The authors of the study warned that if rapid intensification continues, the industry’s water use in some regions could be 50-times greater by the year 2030, which would lead to water shortages.

“I think this is really important in places like the western US where water availability is limited,” study co-author Professor Avner Vengosh from Duke University told The Independent.

“There the water could very soon become a limiting factor for the industry to extract those hydrocarbons.”

More water is required at fracking sites as wells are dug ever further into the ground, which explains why water use has increased even as unconventional oil and gas production has more broadly declined in the US.

These findings were published in the journal Science Advances.

Though the UK fracking industry is only in its preliminary stages, concerns have been raised over the industry’s water footprint on this side of the Atlantic.

The government was recently given the go-ahead to allow fracking at a site in Lancashire for the first time since exploratory drilling caused two minor earthquakes at a site nearby in 2011.

Friends of the Earth campaigner Connor Schwartz said that during a summer of drought and hosepipe bans, there was a need to consider how “dwindling resources” are used.

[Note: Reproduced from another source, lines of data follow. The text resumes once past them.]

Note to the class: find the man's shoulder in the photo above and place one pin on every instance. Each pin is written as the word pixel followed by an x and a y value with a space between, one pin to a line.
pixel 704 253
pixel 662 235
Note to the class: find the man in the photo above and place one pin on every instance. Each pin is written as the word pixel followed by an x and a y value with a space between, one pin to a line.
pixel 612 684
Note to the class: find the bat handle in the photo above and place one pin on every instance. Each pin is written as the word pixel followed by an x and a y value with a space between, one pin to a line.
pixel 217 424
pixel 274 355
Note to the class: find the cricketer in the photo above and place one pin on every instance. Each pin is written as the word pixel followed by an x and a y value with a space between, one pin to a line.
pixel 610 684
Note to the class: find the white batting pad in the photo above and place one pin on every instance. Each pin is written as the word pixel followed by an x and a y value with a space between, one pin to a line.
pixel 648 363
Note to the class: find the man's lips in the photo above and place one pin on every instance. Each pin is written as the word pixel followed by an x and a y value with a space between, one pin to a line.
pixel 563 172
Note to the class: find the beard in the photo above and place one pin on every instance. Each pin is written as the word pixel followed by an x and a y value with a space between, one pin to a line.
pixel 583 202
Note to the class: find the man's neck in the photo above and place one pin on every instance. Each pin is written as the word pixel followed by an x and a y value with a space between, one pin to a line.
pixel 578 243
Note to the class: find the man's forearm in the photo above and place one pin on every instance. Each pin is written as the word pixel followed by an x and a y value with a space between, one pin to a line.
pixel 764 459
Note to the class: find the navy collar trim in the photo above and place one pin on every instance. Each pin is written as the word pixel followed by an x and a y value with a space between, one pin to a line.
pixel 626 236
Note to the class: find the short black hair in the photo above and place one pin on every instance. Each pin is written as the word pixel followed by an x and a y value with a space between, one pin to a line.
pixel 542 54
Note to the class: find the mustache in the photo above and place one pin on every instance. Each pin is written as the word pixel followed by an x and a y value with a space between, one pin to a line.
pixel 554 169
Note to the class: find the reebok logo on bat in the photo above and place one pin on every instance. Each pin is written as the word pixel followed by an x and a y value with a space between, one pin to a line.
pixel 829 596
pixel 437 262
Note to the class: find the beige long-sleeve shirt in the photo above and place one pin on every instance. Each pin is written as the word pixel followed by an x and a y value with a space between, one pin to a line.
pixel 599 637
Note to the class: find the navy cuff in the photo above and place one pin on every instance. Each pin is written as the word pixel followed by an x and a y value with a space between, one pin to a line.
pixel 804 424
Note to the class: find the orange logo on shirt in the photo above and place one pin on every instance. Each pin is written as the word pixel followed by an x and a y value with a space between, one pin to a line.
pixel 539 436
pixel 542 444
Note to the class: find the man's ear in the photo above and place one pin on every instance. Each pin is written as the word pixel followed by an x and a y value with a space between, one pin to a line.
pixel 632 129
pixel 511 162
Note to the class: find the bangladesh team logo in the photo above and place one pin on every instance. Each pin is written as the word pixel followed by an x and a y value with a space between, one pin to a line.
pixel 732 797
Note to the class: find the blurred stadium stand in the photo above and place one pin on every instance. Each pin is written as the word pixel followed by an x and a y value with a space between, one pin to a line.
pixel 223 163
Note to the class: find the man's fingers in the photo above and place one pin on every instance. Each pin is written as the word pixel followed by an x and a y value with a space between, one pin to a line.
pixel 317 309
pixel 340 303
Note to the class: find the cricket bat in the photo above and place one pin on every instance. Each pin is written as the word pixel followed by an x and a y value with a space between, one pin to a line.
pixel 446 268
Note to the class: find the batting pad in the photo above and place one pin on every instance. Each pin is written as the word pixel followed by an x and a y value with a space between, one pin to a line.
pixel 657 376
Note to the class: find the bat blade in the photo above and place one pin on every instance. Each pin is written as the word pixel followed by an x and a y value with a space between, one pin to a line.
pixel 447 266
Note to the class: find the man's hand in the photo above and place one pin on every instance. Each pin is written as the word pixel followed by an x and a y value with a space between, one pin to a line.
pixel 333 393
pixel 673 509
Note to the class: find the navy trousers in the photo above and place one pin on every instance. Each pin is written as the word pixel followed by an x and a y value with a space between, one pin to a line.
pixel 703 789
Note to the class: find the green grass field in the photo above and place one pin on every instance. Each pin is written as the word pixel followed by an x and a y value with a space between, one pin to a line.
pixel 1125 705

“The overall findings of this report is that water usage in the US has risen dramatically per well. We have a meaningful moment here in the UK to ask if that industry is one we want to mimic,” he said.

“Climate change is going to restrict resources like water if we don’t get to grips with it, in which case, why waste precious water on fracking?”

However Ken Cronin, chief executive of UK Onshore Oil and Gas (UKOOG), said they were working with the water industry “to help minimise the impact of onshore oil and gas development in the UK on the country’s water resources".

He noted that water use in fracking is “negligible compared to other industrial water use”.

“A broad estimate for the UK shows the amount of water required to run a shale well for a decade is the equivalent the amount needed to run a 1,000 MW coal-fired power plant for 12 hours,” he said.

Professor Richard Davies, a fracking expert at Newcastle University who was not involved in the new study, said that while parts of the US may be in danger of drying up the UK’s main fracking concern is not drought but the disposal of wastewater.

“Flowback water is the challenge in the UK – it’s a matter of how do you clean or dispose of volumes of water,” he told The Independent.

“If you’re fracking one well in Lancashire it can probably be handled, but if you were to scale up and start fracking tens of wells you need to find an efficient way to dispose of wastewater.”

The waste from fracking consists chiefly of salty water that can contain toxic and naturally occurring radioactive elements. It is therefore difficult to dispose of safely.

In the US wastewater tends to be injected back underground, but this practice is mostly banned in the UK as it has been linked to earthquakes in some locations.